Link varinfo by default in AD testing utilities; make test suite run on linked varinfos (#890)

penelopeysm · web-flow · commit be2763633a8c · 2025-04-16T13:28:50.000+01:00
* Link VarInfo by default * Tweak interface * Fix tests * Fix interface so that callers can inspect results * Document * Fix tests * Fix changelog * Test linked varinfos Closes #891 * Fix docstring + use AbstractFloat
diff --git a/HISTORY.md b/HISTORY.md
@@ -4,6 +4,18 @@
 
 **Breaking changes**
 
+### AD testing utilities
+
+`DynamicPPL.TestUtils.AD.run_ad` now links the VarInfo by default.
+To disable this, pass the `linked=false` keyword argument.
+If the calculated value or gradient is incorrect, it also throws a `DynamicPPL.TestUtils.AD.ADIncorrectException` rather than a test failure.

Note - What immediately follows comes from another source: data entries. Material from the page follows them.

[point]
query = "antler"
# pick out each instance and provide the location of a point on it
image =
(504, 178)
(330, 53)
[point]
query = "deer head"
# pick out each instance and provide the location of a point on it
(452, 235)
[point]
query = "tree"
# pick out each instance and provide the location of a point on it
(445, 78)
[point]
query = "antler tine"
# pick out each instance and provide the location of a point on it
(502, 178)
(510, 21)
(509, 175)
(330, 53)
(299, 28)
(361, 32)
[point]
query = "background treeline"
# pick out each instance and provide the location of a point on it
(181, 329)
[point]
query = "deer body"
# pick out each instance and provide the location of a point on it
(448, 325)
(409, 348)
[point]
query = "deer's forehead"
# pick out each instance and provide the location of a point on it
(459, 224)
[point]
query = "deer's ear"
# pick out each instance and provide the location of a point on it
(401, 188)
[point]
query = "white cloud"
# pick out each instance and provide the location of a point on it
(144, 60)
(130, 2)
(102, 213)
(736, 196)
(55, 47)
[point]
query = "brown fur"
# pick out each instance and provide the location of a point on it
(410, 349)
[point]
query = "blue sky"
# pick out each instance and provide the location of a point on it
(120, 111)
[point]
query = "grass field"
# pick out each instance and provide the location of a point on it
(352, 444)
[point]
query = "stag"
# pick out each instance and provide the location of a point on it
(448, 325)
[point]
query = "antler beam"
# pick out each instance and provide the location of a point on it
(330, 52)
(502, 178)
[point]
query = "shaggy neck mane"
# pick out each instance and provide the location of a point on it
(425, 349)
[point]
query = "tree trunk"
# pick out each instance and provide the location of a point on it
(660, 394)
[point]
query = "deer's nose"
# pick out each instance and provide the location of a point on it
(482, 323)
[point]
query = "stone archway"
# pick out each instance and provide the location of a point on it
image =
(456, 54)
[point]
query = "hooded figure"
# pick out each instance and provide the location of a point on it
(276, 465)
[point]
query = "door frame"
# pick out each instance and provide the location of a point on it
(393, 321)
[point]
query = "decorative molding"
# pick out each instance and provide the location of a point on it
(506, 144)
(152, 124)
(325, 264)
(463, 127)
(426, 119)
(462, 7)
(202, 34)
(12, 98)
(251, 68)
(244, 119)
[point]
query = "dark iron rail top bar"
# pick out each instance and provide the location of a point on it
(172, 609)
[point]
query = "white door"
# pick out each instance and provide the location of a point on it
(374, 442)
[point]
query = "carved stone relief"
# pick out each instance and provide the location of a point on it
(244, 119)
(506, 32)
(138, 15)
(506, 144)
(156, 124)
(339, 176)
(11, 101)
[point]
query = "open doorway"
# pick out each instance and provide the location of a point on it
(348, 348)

+This exception contains the actual and expected gradient so you can inspect it if needed; see the documentation for more information.
+From a practical perspective, this means that if you need to add this to a test suite, you need to use `@test run_ad(...) isa Any` rather than just `run_ad(...)`.
+
+### SimpleVarInfo linking / invlinking
+
+Linking a linked SimpleVarInfo, or invlinking an unlinked SimpleVarInfo, now displays a warning instead of an error.
+
 ### VarInfo constructors
 
 `VarInfo(vi::VarInfo, values)` has been removed. You can replace this directly with `unflatten(vi, values)` instead.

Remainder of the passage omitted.